Le principal problème soulevé par le procès est que le conseil d’administration d’Amazon n’a pas considéré SpaceX comme un entrepreneur potentiel en matière de lancement et a plutôt choisi des sociétés qui enrichiraient Bezos. Il a fondé et possède Blue Origin, et sa société de lancement a également un contrat pour fournir des moteurs de fusée pour la fusée Vulcan de United Launch Alliance.

Le procès fait grand cas des retards persistants dans la fusée New Glenn de Blue Origin et le booster Vulcan. Les décisions concernant les contrats de lancement du projet Kuiper ont été prises alors qu’il était clair que ces grands boosters ne seraient pas prêts à livrer un grand nombre de satellites avant la date limite de 2026 fixée par la Commission fédérale des communications.

« Le rythme quasi constant des retards et des mauvaises nouvelles de Blue Origin et de son partenaire commercial et client, ULA, menace désormais de mettre en péril l’ensemble du programme Kuiper, soulignant le préjudice que le manquement total du Conseil d’administration à ses obligations fiduciaires a causé à Amazon,  » indique le procès.

En termes de réparation, les plaignants réclament des dommages et intérêts ainsi que des honoraires d’avocat.
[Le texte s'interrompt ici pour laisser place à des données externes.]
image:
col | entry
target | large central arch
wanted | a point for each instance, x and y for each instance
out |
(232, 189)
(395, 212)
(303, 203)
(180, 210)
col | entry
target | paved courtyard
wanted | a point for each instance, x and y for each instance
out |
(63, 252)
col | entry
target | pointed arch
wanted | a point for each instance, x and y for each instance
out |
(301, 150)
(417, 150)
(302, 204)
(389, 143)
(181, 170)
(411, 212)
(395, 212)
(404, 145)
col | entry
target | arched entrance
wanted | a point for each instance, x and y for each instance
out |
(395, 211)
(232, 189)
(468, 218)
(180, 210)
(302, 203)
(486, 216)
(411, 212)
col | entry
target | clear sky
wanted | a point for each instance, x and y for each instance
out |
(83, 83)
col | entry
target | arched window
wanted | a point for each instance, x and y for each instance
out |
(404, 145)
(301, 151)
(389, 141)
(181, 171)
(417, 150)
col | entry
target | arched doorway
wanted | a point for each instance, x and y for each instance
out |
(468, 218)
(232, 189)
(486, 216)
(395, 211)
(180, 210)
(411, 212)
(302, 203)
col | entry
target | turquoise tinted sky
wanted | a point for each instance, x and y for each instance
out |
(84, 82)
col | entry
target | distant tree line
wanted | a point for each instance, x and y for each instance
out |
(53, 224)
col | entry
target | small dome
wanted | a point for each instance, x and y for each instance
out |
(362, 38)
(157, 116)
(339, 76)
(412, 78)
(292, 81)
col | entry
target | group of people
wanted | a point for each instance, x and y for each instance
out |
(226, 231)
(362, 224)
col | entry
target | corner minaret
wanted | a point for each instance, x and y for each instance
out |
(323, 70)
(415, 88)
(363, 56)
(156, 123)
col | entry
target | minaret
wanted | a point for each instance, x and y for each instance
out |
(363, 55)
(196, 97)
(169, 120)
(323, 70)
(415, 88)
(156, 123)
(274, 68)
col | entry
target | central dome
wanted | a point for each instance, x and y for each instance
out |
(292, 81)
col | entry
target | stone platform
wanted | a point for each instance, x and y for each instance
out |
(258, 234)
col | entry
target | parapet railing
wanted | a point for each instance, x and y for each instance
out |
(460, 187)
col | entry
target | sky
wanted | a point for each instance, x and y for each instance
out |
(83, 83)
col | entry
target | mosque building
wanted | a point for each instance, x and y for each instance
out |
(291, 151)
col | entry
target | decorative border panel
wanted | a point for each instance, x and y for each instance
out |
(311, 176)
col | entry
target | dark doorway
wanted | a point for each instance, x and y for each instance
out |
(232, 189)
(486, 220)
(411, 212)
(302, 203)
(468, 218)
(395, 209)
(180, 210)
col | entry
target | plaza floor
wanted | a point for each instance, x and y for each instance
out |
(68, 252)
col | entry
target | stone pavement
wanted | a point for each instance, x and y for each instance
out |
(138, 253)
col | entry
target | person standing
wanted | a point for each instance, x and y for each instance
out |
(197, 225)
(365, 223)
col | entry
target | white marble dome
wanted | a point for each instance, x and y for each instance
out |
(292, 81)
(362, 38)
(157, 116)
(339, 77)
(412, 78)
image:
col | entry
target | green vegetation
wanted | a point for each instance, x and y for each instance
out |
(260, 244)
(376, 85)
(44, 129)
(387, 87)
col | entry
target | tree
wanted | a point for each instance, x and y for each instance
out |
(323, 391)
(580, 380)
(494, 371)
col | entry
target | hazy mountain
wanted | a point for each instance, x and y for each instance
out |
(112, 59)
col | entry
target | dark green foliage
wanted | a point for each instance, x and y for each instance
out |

Amazon a déclaré que le procès n’était pas fondé. « Les allégations dans ce procès sont totalement sans fondement, et nous sommes impatients de le démontrer à travers la procédure judiciaire », a déclaré un porte-parole d’Amazon à Ars.

Kuiper et la considération qui lui est due

La société technologique multinationale a annoncé en 2019 qu’elle développerait une grande constellation Internet par satellite à large bande en 2019 appelée Projet Kuiper. En vertu de la licence obtenue de la Federal Communications Commission, Amazon est tenu de lancer la moitié de ses 3 236 satellites prévus en orbite terrestre basse d’ici le 30 juillet 2026. Le reste doit être lancé dans les trois ans suivant cette date. Cependant, on s’attend généralement à ce que si Amazon démontre des progrès vers cet objectif, il puisse bénéficier d’une prolongation de ces délais.

Le procès est piquant du point de vue de la communauté spatiale, car il met en évidence les tensions entre Musk et Bezos et le fait que la société de Musk a constamment surpassé Blue Origin dans presque toutes sortes d’activités de vols spatiaux. Cependant, il n’est pas clair sur quelle base juridique il faut s’appuyer ici.

Amazon dispose d’une défense prête à l’emploi. En ne prenant pas en compte SpaceX, elle a choisi de ne pas financer son plus grand concurrent dans le secteur de l’Internet spatial. SpaceX, avec sa constellation Starlink, a cinq ans d’avance sur Amazon et a déjà lancé 5 000 satellites. En achetant les fusées Falcon 9, Amazon aurait en fait financé le développement et l’amélioration du service Starlink.

La question centrale est probablement de savoir si les dirigeants d’Amazon ont dûment pris en compte cette question, ainsi que d’autres questions connexes. Les réunions pour approuver ces contrats de lancement, selon le procès, ont été brèves et superficielles. La vraie question est peut-être de savoir si les dirigeants d’Amazon auraient dû consacrer plus de temps à discuter de la question de savoir si le lancement de ses satellites Kuiper à temps, et probablement pour environ la moitié du coût de ses autres options, compensait les inconvénients liés au soutien des activités d’un concurrent.